Magbanua, F. S. & Townsend, C. R. & Blackwell, G. L. & Phillips, N. & Matthaei, C. D.
Contact email(s)

Publication language
New Zealand


Organic farming practices can benefit a wide range of terrestrial biota in comparison to conventional farming but we do not know whether this benefit extends to streams flowing through farmed landscapes. We measured the impacts of organic, integrated management and conventional farming on the taxonomic and trait composition of macroinvertebrate communities and on stream ecosystem functioning (algal accrual on tiles and leaf breakdown). Our study design included five replicates of each farming practice, arranged in blocks, in agricultural land dedicated to the farming of sheep and beef cattle on pasture in southern New Zealand. In each farm stream, we studied both upstream and downstream reaches within the farm's boundaries.
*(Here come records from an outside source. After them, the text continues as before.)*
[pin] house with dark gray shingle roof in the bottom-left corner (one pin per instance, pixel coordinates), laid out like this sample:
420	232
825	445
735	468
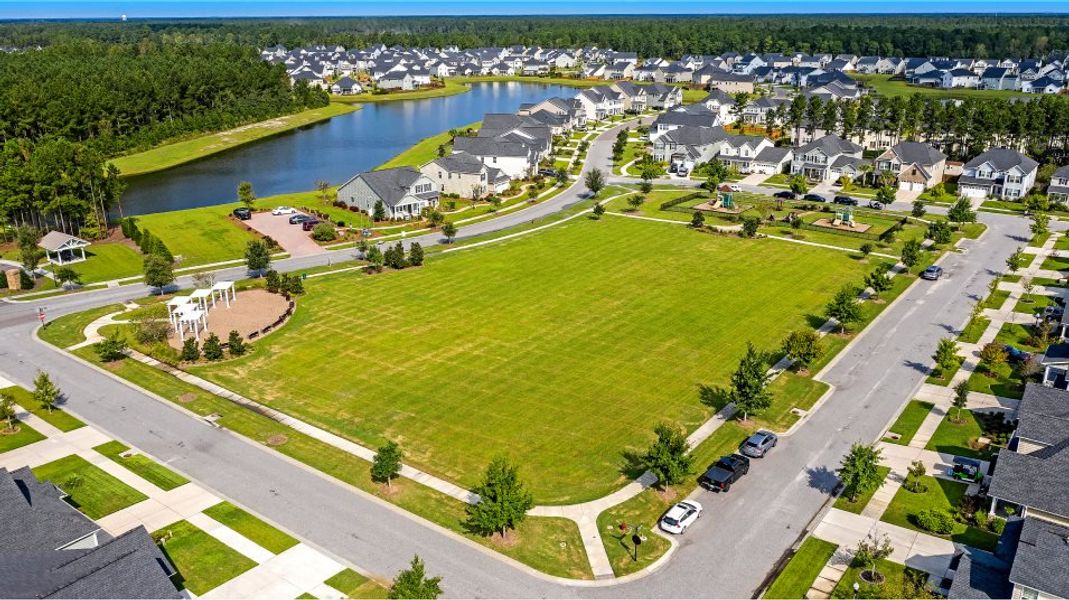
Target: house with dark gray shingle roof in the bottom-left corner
53	551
The different farming practices were reflected in contrasting stream physicochemistry (total dissolved nitrogen, fine sediment on the bed and glyphosate concentrations in the bed sediment) and in differences in both the taxonomic organization and trait representation of stream invertebrate communities. Conventional farm streams showed the strongest negative responses, whilst the condition of organic and integrated farm streams was similar. Invertebrate trait measures proved as effective as taxonomic measures in their response to agricultural intensity, whereas ecosystem function measures were least sensitive. There were no overall physicochemical differences between upstream and downstream sites within the farms and few notable longitudinal patterns in ecological response variables. Synthesis and applications. Conventional farming had the strongest adverse consequences for stream condition in our study. In contrast, an integrated management system (aimed at reducing pesticide use, increasing beneficial pest predators and encouraging environmentally responsible soil, water and energy management) proved at least as effective as organic farming and, together with organic farming, can be considered better practice.